Which leads me to this: I've been called out for revealing too much here and thanked for exactly the same thing. That's interesting enough in itself. But, how real is what I'm sharing?
Ah HA! I could be outing myself as a 70 year old plumber from Indonesia. Or a government employee who's adopted this persona instead of intercepting vital information flowing through the middle east.
No, worries. I'm not either. Although that would be an interesting turn of events. This is me, all me. Speaking from my experience, my life, my heart.
I would never want to purposely, or even indirectly hurt someone by revealing what isn't mine to share. That's hard to keep in check sometimes as the people in my life are fascinating beyond compare. Truly, the most creative of fiction writers couldn't dream up people I know. Some things in my life are too painful to be open about. Even in sharing my deepest fears and thoughts, there are still some that are down so far I never acknowledge them myself, unless I have no choice. Yesterday, someone on twitter was writing about putting her memoir down on paper. How both painful and cathartic the experience was. I don't know that I could delve that deep and survive the introspection. Some issues are best left quietly in the corner.
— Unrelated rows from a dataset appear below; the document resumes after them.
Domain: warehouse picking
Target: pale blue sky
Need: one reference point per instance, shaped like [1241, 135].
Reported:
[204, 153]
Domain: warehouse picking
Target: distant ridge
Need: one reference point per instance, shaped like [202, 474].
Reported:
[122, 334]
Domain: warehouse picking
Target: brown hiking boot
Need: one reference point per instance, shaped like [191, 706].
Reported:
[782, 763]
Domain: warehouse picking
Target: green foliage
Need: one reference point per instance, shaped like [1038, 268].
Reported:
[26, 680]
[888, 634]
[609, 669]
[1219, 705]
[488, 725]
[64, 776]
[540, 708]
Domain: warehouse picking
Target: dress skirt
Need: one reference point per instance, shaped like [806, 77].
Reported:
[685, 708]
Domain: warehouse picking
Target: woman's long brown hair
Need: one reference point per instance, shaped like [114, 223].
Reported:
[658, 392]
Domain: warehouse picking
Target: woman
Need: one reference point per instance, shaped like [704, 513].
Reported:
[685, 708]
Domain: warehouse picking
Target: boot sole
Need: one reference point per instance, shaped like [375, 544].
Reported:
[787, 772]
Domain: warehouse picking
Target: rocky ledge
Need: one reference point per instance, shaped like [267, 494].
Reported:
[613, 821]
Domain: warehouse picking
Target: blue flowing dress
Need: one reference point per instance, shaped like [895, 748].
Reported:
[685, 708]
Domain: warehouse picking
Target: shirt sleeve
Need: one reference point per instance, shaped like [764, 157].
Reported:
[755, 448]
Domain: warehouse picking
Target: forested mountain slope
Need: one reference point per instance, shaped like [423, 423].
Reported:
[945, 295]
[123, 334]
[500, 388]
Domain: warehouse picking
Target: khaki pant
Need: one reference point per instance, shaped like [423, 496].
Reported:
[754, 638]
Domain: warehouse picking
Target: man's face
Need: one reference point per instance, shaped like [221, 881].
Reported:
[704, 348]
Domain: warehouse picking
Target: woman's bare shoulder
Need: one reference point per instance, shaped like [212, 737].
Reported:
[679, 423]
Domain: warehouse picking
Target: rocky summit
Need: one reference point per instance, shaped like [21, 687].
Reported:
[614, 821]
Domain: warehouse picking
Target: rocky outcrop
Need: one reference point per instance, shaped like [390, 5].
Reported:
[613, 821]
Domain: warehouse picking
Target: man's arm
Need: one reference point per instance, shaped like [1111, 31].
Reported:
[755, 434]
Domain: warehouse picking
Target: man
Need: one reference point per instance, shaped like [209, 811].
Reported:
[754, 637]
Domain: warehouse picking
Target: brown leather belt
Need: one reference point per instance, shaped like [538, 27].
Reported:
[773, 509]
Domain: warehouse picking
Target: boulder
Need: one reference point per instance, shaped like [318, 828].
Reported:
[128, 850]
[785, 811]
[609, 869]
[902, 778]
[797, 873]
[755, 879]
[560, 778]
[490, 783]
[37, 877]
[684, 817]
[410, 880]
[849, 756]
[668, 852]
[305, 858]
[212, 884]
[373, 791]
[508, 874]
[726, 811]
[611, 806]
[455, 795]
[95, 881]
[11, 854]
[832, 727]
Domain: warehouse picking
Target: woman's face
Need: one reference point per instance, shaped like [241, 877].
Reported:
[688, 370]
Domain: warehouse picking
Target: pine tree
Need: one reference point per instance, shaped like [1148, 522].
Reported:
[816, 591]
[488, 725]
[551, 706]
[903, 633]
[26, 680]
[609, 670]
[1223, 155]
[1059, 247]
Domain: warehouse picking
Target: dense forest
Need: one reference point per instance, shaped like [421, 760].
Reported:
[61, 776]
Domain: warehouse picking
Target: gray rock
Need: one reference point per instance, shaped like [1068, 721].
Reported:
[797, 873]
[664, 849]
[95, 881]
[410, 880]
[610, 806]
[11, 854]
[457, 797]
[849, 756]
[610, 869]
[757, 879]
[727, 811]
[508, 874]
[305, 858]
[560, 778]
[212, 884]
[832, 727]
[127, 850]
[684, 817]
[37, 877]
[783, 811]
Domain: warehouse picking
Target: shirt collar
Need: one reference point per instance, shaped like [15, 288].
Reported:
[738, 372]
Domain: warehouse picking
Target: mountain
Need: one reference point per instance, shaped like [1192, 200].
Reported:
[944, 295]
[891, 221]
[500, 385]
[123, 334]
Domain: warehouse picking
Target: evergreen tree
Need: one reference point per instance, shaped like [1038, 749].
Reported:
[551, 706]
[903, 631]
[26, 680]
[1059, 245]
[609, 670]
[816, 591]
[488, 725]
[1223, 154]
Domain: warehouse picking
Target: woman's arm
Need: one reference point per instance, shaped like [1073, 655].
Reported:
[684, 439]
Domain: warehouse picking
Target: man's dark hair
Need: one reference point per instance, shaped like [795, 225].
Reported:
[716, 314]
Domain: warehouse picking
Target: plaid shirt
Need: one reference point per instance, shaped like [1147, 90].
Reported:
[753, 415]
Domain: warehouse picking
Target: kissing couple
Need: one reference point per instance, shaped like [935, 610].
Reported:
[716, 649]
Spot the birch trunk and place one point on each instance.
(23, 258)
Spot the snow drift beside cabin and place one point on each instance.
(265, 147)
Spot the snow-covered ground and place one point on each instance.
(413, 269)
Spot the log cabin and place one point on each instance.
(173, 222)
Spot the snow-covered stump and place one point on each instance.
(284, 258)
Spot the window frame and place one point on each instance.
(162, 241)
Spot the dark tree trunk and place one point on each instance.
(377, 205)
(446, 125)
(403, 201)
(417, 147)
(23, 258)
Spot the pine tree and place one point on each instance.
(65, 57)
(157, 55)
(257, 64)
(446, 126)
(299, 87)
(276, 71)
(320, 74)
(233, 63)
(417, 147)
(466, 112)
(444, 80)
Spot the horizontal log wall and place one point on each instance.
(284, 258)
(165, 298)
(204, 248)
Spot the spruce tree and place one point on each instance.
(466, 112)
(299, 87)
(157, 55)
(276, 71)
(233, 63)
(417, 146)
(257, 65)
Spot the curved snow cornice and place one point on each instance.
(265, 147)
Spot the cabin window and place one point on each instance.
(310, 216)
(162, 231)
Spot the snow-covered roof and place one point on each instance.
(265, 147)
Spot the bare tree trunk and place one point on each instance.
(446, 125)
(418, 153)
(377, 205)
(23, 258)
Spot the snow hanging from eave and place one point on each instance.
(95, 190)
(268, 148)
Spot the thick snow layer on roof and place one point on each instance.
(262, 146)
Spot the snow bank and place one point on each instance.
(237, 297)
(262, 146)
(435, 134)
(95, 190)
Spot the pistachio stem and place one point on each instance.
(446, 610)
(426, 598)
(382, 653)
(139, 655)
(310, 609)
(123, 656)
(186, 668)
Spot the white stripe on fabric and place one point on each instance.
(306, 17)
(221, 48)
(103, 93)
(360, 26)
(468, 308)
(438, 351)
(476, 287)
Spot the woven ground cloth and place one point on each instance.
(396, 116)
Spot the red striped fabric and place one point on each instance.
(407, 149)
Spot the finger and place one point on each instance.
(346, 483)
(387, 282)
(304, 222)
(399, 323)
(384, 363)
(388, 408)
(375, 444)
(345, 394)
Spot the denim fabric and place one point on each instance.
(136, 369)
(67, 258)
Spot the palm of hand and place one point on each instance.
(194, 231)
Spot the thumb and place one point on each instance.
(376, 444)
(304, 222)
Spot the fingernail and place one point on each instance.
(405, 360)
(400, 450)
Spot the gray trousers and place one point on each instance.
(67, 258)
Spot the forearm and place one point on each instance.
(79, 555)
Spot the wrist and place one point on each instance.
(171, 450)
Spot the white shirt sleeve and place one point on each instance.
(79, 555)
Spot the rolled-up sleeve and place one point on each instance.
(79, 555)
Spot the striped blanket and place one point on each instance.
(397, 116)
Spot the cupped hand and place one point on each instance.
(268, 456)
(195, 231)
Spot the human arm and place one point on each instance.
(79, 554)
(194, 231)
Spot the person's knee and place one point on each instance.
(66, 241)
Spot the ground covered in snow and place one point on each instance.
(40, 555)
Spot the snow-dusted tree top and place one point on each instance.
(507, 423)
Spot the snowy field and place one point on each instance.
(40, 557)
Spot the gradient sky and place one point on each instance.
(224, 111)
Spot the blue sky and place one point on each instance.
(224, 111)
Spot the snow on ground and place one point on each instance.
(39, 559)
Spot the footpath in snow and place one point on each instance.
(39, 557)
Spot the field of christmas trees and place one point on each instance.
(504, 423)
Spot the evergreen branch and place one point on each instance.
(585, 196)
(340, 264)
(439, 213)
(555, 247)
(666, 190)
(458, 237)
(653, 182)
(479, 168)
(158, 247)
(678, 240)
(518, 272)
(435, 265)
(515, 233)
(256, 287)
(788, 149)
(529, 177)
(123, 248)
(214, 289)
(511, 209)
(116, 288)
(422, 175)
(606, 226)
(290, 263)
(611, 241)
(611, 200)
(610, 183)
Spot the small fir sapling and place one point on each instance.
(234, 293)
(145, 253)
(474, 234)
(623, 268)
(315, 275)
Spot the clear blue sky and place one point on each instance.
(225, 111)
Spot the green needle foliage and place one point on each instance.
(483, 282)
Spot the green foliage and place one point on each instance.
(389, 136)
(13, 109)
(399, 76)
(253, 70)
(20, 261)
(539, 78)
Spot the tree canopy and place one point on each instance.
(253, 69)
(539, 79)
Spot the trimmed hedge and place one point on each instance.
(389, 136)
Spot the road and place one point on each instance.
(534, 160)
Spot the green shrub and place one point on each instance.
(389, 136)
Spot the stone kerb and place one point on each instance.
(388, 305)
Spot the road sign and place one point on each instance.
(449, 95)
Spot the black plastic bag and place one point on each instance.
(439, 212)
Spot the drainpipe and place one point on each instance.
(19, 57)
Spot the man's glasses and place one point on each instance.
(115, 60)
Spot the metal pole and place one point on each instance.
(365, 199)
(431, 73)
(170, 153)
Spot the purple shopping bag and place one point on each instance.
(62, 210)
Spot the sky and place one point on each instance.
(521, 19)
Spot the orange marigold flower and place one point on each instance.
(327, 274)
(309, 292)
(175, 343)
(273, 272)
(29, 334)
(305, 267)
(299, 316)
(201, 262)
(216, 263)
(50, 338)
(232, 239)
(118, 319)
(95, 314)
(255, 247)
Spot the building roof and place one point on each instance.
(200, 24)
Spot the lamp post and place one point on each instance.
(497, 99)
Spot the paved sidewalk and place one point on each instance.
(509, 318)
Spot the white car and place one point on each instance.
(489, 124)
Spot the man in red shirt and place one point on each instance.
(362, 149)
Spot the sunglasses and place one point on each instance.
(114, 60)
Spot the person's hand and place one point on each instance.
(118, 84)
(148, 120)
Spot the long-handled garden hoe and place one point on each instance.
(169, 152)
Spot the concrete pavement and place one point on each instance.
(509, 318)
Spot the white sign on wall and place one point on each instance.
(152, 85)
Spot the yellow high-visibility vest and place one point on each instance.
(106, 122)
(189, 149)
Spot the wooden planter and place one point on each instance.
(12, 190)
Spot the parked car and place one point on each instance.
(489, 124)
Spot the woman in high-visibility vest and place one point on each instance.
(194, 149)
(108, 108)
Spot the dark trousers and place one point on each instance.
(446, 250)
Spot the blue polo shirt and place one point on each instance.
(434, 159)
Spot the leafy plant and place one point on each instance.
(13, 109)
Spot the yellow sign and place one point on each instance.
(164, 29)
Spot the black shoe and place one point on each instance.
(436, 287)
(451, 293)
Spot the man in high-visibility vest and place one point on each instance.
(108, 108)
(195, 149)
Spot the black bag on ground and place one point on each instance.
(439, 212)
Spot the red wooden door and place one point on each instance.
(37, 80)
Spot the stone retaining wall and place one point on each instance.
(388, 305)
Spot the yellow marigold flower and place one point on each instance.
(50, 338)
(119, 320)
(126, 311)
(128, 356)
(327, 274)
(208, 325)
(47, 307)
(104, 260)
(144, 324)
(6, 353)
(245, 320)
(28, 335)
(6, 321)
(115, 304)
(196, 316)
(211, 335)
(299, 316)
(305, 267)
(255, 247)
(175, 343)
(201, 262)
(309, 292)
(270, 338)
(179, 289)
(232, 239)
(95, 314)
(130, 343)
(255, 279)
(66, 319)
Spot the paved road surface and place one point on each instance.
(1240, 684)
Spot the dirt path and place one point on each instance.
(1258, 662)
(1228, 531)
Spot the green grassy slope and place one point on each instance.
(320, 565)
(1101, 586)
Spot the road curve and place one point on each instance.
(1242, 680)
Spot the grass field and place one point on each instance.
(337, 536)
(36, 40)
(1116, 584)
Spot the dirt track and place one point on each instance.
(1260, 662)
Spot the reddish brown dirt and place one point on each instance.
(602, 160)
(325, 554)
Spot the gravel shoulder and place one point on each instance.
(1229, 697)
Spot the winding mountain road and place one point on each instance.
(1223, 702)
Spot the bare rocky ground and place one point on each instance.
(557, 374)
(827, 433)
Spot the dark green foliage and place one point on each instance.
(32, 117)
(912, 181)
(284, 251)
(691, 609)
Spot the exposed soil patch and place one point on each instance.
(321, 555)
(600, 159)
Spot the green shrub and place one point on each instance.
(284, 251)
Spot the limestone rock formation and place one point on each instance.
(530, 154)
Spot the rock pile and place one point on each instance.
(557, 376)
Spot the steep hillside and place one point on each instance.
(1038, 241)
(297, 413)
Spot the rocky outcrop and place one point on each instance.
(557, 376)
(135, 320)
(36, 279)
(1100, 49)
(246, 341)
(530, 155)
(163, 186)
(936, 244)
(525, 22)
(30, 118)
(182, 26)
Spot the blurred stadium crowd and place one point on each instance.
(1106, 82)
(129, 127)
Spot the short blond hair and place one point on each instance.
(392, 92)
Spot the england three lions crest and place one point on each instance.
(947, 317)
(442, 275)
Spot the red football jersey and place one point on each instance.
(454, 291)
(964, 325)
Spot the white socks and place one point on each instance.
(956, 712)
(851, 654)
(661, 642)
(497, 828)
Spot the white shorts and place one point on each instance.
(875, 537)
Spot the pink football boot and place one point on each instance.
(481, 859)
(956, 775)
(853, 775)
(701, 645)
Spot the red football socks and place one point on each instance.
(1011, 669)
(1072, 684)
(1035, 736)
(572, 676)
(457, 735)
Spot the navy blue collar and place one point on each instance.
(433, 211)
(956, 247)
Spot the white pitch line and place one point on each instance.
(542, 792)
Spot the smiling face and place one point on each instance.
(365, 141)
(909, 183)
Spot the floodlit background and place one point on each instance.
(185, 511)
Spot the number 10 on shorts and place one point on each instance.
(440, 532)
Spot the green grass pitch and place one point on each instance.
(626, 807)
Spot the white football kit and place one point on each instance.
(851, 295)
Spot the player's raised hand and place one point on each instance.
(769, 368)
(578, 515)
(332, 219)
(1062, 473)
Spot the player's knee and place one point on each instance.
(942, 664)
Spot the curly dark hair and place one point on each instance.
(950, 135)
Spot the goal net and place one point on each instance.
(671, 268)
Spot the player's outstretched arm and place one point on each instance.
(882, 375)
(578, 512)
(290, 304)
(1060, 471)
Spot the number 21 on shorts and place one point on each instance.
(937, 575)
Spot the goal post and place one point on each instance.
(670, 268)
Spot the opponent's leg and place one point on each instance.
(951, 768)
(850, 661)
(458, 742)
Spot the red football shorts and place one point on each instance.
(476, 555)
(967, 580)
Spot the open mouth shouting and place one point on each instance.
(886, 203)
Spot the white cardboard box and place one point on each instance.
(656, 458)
And that leads me to aging. I'm having a really hard time starting this new project. It's not that I can't do it—I know how to pull a book together. But aging terrifies me. I'm happier floating around in oblivion than dealing with my mother's eye surgery, my father's heart issues, my brother's impending dialysis, my sister's broken fridge (apparently it didn't age well). My own mysterious aches and pains. The arthritis that seemed to only effect one finger in my right hand that's now spreading. The fact that I can't beat this sore throat that's already gone on for too long. Watching my kids grow independent and away from me. I revel in that and yet there's an ache too, already missing how much they needed me. How friendships change and often disappear as life evolves. That you can't hold on to anything. Those moments are already over.
My full disclosure today? I wish I could stop time. Tell everyone how much I love and appreciate them. Stay in this place where everything's relatively ok and not have to have this constant feeling that something tragic will happen. Because, as much of a positive person that I am, I know they will.